Vacíos llenos de tanto.
Arq. FABIAN PARRA

Fabián Parra es un arquitecto atento a los mensajes y las señales de su entorno inmediato. Su elocuencia de fotógrafo y talante de aviador lo encuentra plantado en la contingencia de lo que puede lograrse con la materialidad abstracta, más que con la materia misma. Cómodamente se codea con el “menos es más”, en que su sensibilidad no deja criterio conceptual sin hilvanar.

Ha alternado su producción residencial entre Punta del Este, Pilar, Tigre y San Martín de los Andes. Sin embargo, el interiorismo hotelero es para Parra un terreno fértil que le permite imaginar y plasmar espacios con una fuerte impronta escenográfica. Un lobby como escenario, una foto como  panel, una tela como fachada, son recursos que espacial y materialmente trascienden la arquitectura, recalando con soltura en el universo de la imagen. Lo gráfico, lo fotográfico, lo texturable, los intersticios que definen llenos y vacíos, son para este arquitecto totalmente ilimitados, incluso moving-up animados proyectándose en una superficie logran despegarse de lo convencional retomando algún momento del pasado.

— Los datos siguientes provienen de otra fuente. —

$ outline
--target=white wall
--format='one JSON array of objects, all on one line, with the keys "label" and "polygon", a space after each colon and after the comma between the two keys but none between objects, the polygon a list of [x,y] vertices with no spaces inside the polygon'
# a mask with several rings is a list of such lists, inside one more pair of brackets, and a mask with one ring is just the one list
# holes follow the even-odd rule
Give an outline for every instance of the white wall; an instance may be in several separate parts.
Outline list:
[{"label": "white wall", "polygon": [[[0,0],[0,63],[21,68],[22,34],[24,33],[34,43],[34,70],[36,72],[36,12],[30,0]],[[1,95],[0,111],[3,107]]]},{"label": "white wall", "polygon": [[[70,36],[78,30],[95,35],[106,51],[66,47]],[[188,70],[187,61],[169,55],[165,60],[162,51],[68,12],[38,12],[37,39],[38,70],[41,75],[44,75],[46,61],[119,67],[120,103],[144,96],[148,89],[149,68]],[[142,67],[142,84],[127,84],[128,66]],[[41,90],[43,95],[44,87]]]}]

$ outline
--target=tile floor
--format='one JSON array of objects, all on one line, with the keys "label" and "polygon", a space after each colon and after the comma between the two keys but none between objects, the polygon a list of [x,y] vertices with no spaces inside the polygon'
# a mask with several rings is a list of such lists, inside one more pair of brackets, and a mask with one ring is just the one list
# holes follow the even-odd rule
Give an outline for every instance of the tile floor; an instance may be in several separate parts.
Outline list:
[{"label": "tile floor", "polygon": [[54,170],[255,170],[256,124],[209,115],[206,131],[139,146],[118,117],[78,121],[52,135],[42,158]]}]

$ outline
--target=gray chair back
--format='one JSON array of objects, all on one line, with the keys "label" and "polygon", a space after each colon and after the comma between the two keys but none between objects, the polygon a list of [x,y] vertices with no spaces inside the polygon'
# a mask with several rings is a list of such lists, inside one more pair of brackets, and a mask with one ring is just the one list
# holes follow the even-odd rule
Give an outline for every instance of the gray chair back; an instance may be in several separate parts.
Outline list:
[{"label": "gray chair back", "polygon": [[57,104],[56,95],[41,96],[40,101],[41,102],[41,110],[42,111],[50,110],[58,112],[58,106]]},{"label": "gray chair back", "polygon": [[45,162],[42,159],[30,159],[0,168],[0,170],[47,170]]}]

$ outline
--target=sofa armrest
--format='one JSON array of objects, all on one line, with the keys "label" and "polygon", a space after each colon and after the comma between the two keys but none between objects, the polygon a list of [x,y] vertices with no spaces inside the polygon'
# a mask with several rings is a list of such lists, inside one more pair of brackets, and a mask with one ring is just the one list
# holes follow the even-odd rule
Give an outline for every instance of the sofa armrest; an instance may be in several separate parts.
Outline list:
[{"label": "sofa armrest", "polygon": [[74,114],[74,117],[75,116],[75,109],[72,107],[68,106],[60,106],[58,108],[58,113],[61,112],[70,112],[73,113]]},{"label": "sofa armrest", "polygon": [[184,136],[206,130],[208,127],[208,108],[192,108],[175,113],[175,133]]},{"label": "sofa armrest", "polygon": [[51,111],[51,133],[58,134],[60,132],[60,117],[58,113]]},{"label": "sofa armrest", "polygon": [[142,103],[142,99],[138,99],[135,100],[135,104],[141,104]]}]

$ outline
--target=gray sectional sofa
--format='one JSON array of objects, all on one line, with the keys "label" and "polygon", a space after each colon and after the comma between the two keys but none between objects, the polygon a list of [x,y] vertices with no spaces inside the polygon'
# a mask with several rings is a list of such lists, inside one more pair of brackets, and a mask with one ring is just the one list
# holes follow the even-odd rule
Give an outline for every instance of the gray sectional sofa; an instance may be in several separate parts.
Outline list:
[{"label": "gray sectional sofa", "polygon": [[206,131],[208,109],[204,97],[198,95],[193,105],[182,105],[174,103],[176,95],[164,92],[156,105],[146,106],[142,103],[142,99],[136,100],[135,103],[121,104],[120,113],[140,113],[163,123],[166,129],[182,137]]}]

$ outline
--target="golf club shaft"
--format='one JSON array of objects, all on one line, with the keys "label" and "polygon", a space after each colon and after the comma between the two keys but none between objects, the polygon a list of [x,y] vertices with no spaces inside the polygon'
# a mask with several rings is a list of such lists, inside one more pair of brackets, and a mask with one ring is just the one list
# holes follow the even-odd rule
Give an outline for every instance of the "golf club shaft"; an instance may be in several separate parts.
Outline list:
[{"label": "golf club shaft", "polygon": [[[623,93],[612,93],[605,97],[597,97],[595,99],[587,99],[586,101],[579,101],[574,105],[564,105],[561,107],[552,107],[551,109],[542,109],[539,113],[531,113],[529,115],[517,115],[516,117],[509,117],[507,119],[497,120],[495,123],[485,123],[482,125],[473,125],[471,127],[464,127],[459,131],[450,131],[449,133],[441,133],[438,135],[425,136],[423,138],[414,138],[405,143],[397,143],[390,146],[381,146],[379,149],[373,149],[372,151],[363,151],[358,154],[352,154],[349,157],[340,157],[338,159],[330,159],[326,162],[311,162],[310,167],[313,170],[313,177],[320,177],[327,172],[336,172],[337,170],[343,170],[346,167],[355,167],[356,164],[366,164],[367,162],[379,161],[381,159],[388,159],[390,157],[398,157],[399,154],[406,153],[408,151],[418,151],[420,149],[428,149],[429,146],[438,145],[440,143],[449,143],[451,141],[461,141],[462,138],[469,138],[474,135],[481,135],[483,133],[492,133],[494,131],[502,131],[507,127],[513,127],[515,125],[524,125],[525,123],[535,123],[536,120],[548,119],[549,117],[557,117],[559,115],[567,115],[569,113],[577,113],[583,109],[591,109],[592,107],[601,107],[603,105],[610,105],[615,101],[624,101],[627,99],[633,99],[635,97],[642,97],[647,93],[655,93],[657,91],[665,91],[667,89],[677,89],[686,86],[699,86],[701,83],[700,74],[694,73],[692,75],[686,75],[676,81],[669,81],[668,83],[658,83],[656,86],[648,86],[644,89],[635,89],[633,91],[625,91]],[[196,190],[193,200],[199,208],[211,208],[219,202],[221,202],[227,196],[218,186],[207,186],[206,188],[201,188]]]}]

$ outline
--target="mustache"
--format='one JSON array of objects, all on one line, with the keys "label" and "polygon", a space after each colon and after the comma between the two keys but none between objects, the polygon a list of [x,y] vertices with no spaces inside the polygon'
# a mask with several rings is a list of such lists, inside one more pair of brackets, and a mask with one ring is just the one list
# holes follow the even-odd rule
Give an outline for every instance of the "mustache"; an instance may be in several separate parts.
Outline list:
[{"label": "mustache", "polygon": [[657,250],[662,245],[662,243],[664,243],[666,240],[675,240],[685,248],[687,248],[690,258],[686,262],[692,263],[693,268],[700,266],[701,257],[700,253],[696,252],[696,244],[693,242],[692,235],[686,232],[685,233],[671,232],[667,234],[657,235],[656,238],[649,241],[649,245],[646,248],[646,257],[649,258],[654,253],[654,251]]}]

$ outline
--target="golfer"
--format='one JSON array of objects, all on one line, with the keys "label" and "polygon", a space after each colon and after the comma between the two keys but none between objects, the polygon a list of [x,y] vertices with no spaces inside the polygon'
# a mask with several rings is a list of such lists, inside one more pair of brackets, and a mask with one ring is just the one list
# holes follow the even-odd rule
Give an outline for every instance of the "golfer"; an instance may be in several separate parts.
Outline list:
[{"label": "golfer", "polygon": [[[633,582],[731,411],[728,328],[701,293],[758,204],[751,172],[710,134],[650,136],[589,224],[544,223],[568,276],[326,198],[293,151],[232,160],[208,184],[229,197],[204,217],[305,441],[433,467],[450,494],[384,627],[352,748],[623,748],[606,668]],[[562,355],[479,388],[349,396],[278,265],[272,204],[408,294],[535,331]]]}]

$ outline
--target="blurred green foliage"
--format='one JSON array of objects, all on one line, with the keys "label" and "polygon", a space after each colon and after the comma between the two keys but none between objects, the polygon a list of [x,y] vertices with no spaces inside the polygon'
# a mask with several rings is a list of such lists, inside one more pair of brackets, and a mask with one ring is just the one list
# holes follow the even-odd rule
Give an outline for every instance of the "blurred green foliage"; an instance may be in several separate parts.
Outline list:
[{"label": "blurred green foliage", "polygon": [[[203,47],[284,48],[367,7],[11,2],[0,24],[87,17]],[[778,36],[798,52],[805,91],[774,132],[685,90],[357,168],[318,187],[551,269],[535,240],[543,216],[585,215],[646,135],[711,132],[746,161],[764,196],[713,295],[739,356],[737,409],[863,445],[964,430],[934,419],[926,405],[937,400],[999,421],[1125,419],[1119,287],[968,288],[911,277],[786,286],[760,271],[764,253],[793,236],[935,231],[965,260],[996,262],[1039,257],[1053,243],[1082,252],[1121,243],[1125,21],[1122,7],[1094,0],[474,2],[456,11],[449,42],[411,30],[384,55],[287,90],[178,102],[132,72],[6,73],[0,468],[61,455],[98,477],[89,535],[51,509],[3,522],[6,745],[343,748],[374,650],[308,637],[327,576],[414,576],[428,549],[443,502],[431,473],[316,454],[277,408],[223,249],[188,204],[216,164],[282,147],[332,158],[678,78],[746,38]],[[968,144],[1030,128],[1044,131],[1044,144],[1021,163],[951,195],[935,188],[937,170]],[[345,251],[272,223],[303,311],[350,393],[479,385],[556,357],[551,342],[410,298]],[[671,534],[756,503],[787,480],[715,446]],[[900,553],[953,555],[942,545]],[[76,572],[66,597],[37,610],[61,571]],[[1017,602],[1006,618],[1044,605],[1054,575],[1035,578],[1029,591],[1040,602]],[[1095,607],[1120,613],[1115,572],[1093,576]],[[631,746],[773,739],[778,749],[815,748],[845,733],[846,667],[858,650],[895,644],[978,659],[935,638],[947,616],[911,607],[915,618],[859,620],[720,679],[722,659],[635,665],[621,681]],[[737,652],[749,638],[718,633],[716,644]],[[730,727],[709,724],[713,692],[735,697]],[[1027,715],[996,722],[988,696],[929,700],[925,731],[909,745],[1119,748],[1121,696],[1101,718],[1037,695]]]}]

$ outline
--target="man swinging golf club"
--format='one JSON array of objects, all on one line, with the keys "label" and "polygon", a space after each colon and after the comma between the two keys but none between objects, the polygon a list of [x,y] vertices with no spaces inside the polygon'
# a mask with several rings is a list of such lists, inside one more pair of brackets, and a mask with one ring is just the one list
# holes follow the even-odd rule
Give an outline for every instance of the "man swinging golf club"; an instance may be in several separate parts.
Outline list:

Desde 2010 tiene a su cargo el interiorismo de los espacios públicos de la cadena hotelera Dazzler en Argentina, Paraguay y Uruguay. Esto le ha permitido establecer en ellos espacios netamente conceptuales, donde la vivencia de los mismos supera cualquier capricho formal. La necesidad de fotografiar aun lo irrelevante, en blanco y negro, lo invade a cada instante, y las capturas lo acompañan en el proceso creativo.

Nació en Vicente López, y se formó en un colegio religioso y técnico de doble jornada. “Mi educación facilitó mi camino por las cuestiones técnicas de la arquitectura, aunque siempre fue el diseño lo que me cautivó y no la construcción en sí misma”, explica. Se graduó en la Universidad de Buenos Aires, y por unos años fue ayudante en las Cátedras de Diseño y Dibujo Arquitectónico, reparado en grandes como Solsona y De Antoni respectivamente.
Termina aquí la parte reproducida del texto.